El truco casero con arroz para acelerar el crecimiento de las plantas en macetas
Este ingrediente activa microorganismos, aporta nutrientes y potencia el crecimiento sin necesidad de recurrir a fertilizantes. Los detalles en la nota.
El almidón del arroz también sirve como fuente de alimento para bacterias y hongos beneficiosos del sustrato.
Cada vez más personas recurren a alternativas caseras para mejorar el estado de sus plantas sin necesidad de utilizar productos costosos. Entre las opciones que despertaron interés durante el último tiempo se encuentra el uso de granos de arroz enterrados en la tierra de las macetas.
Aunque pueda parecer un simple truco casero, esta práctica tiene como objetivo activar microorganismos, aportar nutrientes y potenciar el crecimiento sin necesidad de recurrir a fertilizantes. El arroz, además, aporta almidón, que sirve como fuente de alimento para bacterias y hongos beneficiosos del sustrato.
Cómo usar los granos de arroz para las plantas sin riesgos
Para aplicar este método no hace falta ningún tipo de arroz especial: el común que se consigue en cualquier supermercado es suficiente. La cantidad debe adaptarse al tamaño de la maceta: alrededor de media cucharada para las más chicas, una cucharada para las medianas y hasta dos para las de mayor tamaño.
Se aconseja distribuir los granos de manera uniforme, cubrirlos con una fina capa de tierra y regar normalmente para favorecer su descomposición. También es posible aprovechar el agua con la que se enjuaga el arroz antes de cocinarlo.
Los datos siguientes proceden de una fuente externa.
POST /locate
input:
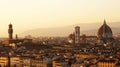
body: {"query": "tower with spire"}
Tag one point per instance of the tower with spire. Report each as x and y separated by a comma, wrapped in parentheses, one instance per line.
(10, 31)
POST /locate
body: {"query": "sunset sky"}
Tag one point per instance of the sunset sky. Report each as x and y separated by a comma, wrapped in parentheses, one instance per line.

Ese líquido, que adquiere un aspecto blanquecino por el almidón, puede dejarse fermentar durante un corto período para estimular el desarrollo de microorganismos beneficiosos. Utilizado como riego una vez por semana durante dos semanas, puede complementar el cuidado de las plantas y favorecer la actividad biológica del sustrato.
Qué dicen los estudios sobre el arroz en macetas
Diversos estudios científicos analizaron el uso del arroz y de su agua de lavado en el cuidado de las plantas. Las investigaciones muestran que estas prácticas pueden favorecer el desarrollo de microorganismos beneficiosos, mejorar la disponibilidad de algunos nutrientes y contribuir a enriquecer la materia orgánica del suelo.
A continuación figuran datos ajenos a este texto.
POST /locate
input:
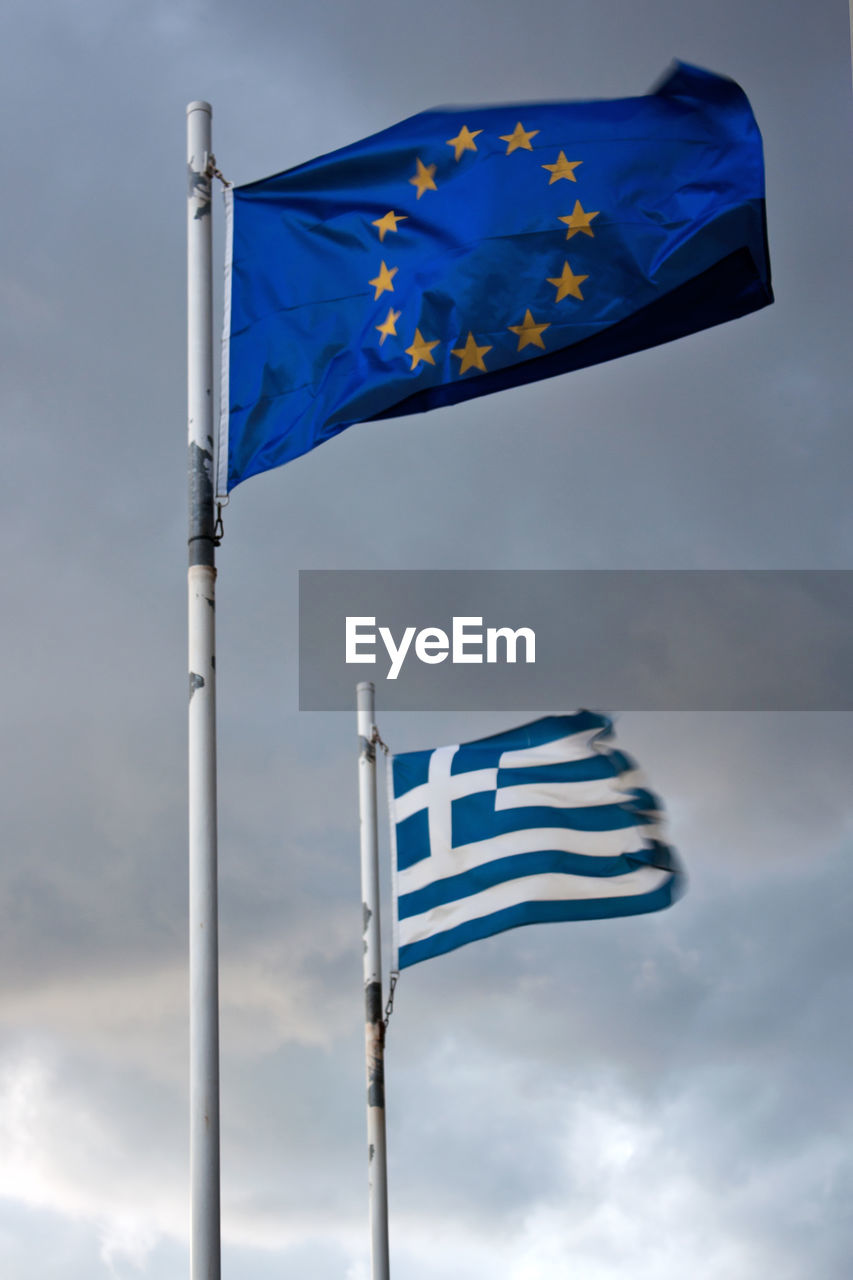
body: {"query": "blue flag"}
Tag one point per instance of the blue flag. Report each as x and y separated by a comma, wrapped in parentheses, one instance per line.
(546, 822)
(469, 250)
En el uso cotidiano, los resultados se aprecian de forma gradual, con un sustrato más aireado, raíces más vigorosas y un mejor aspecto de las hojas. Sin embargo, este método no reemplaza los cuidados básicos: para obtener buenos resultados debe combinarse con un riego adecuado, un sustrato en buenas condiciones y un manejo regular de la planta.